Warren asked the bank CEOs if they believed the rule should be reversed.
“Despite the claims of their paid lobbyists, not a single one of the 16 CEOs I wrote was willing to defend efforts to gut the (Consumer Financial Protection Bureau’s) pro-consumer arbitration rule,” she said in a statement.
The letters to liberal Warren showed Capital One , Bank of America, Ally Financial, T.D. Bank and HSBC North America rarely use mandatory arbitration clauses, where customer must give up the right to sue and agree to take possible future disputes to closed-door mediation as a condition of opening accounts.
American Express, Citi, JPMorgan Chase & Co., PNC and SunTrust give new customers the opportunity to opt out of the clauses within a limited timeframe, the letters show.
The rule, finalized by the CFPB in July, does not end arbitration. Instead, it says customers cannot be forced to only use arbitration in settling disputes. The practice has spread like wildfire across industries following the Supreme Court 2011’s decision that the clauses are legal.
The banking industry says the rule, effective next year, will drive up costs with time-consuming class actions. It also says arbitration is more effective in delivering restitution to individuals. A CFPB study found customers receive higher awards through arbitration than lawsuits on average but noted fewer arbitration cases lead to awards.

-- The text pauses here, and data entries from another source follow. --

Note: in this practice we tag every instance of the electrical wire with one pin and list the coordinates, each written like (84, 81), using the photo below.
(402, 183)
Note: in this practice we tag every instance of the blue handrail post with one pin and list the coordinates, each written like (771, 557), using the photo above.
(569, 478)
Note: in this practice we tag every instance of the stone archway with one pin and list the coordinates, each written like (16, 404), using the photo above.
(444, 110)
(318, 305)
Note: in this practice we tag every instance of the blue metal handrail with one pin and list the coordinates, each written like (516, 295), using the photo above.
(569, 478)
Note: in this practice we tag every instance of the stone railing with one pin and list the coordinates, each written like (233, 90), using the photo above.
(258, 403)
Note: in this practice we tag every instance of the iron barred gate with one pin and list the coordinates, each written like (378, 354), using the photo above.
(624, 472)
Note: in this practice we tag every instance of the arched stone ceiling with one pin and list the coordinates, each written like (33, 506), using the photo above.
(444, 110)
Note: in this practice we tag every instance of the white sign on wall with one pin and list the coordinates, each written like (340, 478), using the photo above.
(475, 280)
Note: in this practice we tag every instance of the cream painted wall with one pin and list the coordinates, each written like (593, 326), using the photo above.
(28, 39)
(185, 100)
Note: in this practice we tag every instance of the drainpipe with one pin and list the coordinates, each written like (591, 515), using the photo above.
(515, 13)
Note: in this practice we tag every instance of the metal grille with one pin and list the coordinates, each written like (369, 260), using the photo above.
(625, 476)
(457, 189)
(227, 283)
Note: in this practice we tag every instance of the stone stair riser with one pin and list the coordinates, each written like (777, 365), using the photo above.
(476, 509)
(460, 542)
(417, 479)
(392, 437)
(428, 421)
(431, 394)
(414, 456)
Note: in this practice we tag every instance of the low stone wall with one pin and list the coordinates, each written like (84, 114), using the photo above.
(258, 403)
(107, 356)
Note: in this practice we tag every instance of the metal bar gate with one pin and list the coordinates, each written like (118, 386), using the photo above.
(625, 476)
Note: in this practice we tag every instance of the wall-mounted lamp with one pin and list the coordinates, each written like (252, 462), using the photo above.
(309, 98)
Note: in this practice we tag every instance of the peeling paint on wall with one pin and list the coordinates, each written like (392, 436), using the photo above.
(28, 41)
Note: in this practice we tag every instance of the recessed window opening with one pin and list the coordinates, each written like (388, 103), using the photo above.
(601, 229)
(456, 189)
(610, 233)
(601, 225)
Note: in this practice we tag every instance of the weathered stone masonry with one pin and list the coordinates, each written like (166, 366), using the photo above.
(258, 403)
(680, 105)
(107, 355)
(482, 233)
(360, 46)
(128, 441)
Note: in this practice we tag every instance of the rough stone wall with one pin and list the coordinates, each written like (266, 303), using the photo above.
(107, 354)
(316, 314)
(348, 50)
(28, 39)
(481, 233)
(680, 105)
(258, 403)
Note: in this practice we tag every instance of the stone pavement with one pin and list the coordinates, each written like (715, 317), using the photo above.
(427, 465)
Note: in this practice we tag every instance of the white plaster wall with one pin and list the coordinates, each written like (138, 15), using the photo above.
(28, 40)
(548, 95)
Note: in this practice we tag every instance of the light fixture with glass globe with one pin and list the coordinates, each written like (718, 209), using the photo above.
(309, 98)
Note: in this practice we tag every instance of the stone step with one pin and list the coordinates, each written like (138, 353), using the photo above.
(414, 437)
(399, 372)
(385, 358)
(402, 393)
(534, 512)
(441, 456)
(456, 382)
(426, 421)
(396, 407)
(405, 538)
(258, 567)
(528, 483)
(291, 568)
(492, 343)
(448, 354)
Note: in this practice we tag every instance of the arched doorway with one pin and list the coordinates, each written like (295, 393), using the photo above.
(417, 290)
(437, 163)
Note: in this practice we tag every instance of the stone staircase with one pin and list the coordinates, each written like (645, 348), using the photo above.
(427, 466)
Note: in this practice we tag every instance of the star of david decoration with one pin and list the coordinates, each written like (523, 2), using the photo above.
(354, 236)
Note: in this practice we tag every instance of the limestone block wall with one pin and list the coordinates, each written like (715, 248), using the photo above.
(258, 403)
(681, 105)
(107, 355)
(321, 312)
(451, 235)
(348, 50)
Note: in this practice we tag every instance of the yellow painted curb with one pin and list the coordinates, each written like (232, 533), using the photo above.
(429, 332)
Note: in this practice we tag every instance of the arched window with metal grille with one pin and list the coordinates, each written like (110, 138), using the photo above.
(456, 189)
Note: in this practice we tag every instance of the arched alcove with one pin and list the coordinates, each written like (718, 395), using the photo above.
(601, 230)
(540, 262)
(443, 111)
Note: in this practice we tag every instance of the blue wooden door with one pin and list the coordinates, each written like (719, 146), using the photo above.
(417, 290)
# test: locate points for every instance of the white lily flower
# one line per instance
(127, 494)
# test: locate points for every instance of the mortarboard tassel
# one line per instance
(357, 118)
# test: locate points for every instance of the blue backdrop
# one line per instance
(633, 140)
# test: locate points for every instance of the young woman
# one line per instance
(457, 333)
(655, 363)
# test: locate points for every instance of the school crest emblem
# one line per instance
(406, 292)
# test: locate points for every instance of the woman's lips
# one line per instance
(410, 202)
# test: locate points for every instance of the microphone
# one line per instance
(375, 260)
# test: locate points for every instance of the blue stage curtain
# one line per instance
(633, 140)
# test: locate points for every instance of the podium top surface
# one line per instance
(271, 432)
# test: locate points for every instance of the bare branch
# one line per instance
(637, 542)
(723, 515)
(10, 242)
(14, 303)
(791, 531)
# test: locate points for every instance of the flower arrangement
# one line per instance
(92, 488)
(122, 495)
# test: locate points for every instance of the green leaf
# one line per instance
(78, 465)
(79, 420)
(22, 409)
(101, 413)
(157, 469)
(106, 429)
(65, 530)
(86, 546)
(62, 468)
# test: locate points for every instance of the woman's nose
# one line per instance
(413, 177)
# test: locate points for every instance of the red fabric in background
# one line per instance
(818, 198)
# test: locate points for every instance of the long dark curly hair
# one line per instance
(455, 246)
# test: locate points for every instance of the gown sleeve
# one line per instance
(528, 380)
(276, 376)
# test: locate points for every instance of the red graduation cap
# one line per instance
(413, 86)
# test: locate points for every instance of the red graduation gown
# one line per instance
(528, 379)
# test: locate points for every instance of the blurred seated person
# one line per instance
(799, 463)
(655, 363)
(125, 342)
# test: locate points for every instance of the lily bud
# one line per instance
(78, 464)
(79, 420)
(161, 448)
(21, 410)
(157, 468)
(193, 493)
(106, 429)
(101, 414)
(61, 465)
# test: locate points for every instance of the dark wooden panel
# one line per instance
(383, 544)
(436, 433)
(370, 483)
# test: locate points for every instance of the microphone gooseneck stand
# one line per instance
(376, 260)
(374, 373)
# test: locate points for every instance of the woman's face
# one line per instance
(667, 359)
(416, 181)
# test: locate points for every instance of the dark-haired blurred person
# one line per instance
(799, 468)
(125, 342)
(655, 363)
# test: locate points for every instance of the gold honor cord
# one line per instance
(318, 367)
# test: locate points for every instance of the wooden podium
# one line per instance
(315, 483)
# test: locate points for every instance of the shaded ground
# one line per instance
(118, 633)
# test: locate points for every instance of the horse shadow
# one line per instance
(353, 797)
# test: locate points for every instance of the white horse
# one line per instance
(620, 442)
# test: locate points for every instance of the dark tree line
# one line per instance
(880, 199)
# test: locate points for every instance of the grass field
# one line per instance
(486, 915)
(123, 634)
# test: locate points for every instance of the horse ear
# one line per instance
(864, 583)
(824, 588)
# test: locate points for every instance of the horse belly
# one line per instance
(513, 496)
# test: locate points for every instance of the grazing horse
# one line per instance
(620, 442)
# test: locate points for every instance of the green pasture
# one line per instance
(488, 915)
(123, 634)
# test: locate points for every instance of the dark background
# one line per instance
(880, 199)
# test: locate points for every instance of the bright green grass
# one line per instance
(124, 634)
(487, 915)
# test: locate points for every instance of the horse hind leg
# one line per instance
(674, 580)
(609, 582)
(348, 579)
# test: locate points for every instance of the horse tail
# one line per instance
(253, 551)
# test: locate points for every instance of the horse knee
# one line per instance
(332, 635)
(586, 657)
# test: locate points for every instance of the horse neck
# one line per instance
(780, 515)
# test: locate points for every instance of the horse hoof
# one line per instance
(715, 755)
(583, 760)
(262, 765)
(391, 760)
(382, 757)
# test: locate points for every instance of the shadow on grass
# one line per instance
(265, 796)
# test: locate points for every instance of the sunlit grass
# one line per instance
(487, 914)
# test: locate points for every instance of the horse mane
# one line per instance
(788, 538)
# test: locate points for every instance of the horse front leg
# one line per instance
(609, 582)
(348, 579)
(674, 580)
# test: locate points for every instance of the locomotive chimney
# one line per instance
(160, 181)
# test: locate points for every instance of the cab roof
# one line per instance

Saying the rule only benefits trial attorneys, Republicans in the House of Representatives swiftly voted to kill it. The Senate, where Democrats and some conservatives say the rule restores customers’ constitutional rights to due process, has been slower to act. Under the Congressional Review Act, both chambers must approve a repeal resolution to kill the rule.
Democrats also say arbitrations are rigged against customers because they are handled out of the public eye and arbitrators are often paid by companies.
Mandatory arbitration clauses have grabbed the spotlight over the last year, after they blocked customers from suing Wells Fargo & Co. in the phony account scandal. Equifax Inc. included arbitration clauses when it offered credit monitoring to victims of its recent hack, but then removed them under public pressure.